One of these companies, Malibu Boats (MBUU), makes performance watercraft. It is a market segment most investors know nothing about. But it’s lucrative, and fast-growing.
People have been waterskiing behind boats for 50 years. But only three years ago, data analytics helped the company design boats that create larger waves.
The engineers then embedded sensors in the haul and built an onboard control system to help enthusiasts get the most out of the technology — like surfing behind the boat without a rope attachment. It’s cool technology. (You can see a short video about it here.)
Every year, the company aims to release new products and strengthen its dealer network. The vertical integration gives it tighter control over the user experience, and more power over margins and average selling prices. It’s fitting. It’s a page right out of Apple’s playbook.
Malibu Boats’ shares are making waves, too.
MBUU is up 54% year-over-year.
But the key advantage is the wave-making technology. It’s cutting-edge, proprietary, and saleable to other sports boat makers. Licensing revenue is soaring.

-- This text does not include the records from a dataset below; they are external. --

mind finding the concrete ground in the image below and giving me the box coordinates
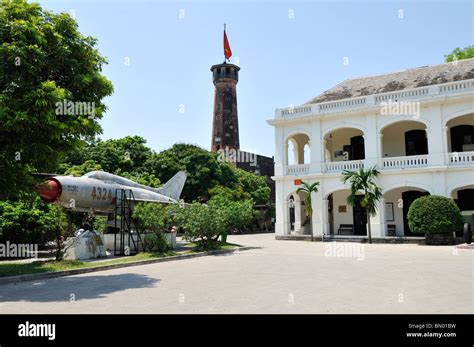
[0,234,472,314]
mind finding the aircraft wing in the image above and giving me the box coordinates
[129,197,190,207]
[130,197,176,204]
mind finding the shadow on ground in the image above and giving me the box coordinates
[0,273,159,303]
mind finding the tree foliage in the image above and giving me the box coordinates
[0,0,113,199]
[209,194,254,231]
[60,140,270,205]
[296,181,320,221]
[172,196,253,249]
[133,203,174,233]
[445,46,474,62]
[341,167,382,243]
[233,168,271,205]
[0,196,61,245]
[145,143,237,202]
[174,202,227,249]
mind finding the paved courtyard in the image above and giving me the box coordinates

This is not a coincidence. Many other companies are making technology central to their business models …
During the last 10 years, consumers bought billions of smartphones. The result is a collapse in the price of sensors and processing. Industries need to take advantage of the spoils, or else they will be disrupted by some hungry startup company with a big idea.
Samsung sold 1.895 billion smartphones since the introduction of the Galaxy in 2009. It played a major role in the democratization of the mobile technologies driving so much modern innovation. The scale of its new investment is another shot across the bow of the status quo.
This is a real wave of change. And it is barreling toward the shoreline.
And a bunch of nimble companies will take advantage. Be prepared.